Tarde en blanco con una descastada corrida de Adolfo Martín
El descastado y deslucido juego que dieron los toros de la ganadería de Adolfo Martín condicionó para mal el resultado artístico de la segunda corrida del abono de Fallas, celebrada en Valencia.
El capítulo torista de la feria de Fallas se reducía a la corrida de Adolfo Martín, los otros victorinos, una ganadería con fama de dura entre los aficionados más exigentes y que embarcó para Valencia un encierro de impecable presentación.
Fueron seis -siete, contando con el sobrero- toros todos cinqueños, de buena lámina, bajos de hechuras, con seriedad en las cabezas y de pelo cárdeno en mayor o menor intensidad.
Pero quizá fuera sólo en eso, en la presentación, en lo único en que cumplieron con las expectativas del escaso público, porque tan buenos continentes demostraron en el ruedo estar casi vacíos de contenido.
A la corrida le faltó precisamente eso: casta y fondo de bravura. Casi sin excepción, todos se fueron desinflando apenas salían al ruedo, sin empujar en serio a los caballos y llegando al último tercio con muy escasos bríos, sin fuerza ni raza.
Alguno llegó a defenderse y se quedó corto por esa falta de fuerzas, pero sus complicaciones tampoco significaron mayor amenaza para los toreros. Hasta el mejor toro de la corrida, que fue el tercero, tuvo una nobleza demasiado dulce, casi bobalicona, que le restó vibración al trasteo de un Javier Castaño que siempre mantuvo con él ciertas e inexplicables precauciones.
Después de dejar a su cuadrilla protagonizar su ya habitual show banderillero -que esta vez le costó una fea voltereta del sexto a David Adalid- Castaño no terminó de entenderse ni con el toro destacado ni con un sexto también noble pero endeble y enseguida a menos.

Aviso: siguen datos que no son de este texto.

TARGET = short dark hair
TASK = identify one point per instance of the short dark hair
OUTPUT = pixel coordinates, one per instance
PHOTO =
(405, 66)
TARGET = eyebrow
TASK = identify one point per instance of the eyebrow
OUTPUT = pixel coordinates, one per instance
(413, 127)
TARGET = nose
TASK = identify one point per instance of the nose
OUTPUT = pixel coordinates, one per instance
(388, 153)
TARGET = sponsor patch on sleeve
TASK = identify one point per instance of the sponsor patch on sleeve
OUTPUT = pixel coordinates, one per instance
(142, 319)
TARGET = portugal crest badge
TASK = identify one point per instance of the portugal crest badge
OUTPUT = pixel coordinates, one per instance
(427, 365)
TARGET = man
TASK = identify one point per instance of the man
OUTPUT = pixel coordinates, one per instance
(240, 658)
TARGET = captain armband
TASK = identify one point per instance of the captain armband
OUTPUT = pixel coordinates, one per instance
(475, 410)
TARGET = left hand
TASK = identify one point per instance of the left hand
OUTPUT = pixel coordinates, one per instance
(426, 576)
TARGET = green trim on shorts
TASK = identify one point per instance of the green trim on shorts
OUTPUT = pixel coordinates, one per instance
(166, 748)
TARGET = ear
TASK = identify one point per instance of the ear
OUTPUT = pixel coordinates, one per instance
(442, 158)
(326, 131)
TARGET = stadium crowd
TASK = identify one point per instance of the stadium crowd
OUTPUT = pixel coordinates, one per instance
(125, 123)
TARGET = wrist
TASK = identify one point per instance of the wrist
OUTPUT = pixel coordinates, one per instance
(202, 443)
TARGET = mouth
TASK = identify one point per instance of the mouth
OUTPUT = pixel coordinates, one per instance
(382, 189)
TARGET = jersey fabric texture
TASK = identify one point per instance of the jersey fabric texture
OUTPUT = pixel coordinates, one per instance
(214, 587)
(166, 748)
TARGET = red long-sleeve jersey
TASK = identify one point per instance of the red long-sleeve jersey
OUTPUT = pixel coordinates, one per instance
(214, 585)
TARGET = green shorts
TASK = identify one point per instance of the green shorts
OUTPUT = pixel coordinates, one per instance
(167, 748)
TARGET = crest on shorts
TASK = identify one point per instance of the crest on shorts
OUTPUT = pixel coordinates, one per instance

Por su parte, Rafaelillo quiso siempre encauzar su labor por la vía de la épica, estuviera o no justificada. El primero, flojo de riñones, le pedía algo más de delicadeza, pero el torero murciano se enfrascó en una pelea individual para conectar con los tendidos y, tras una buena estocada, dar una benévola vuelta al ruedo.
Fue el cuarto, el de mayor peligro del encierro, el que sí exigió de Rafaelillo una mayor tensión lidiadora, puesto que a medida que le plantó cara comenzó a desarrollar peligro y a cortar sus embestidas sin permitirle más que poner voluntad en el empeño.
Una técnica más sutil utilizó Fernando Robleño con el segundo. En concreto, el madrileño puso suavidad, sinceridad y temple a todo lo que le planteó a un astado sin voluntad alguna de emplearse en las embestidas y que, parado finalmente, no agradeció nunca las facilidades que le dio su matador.
El quinto, también muy flojo de cuartos traseros, acabó absolutamente desfondado en apenas unos minutos desde que Robleño le puso la muleta por delante. Y así, con algunos sobresaltos pero sin ninguna emoción, pasó en blanco la segunda de las Fallas, la única concesión al torismo.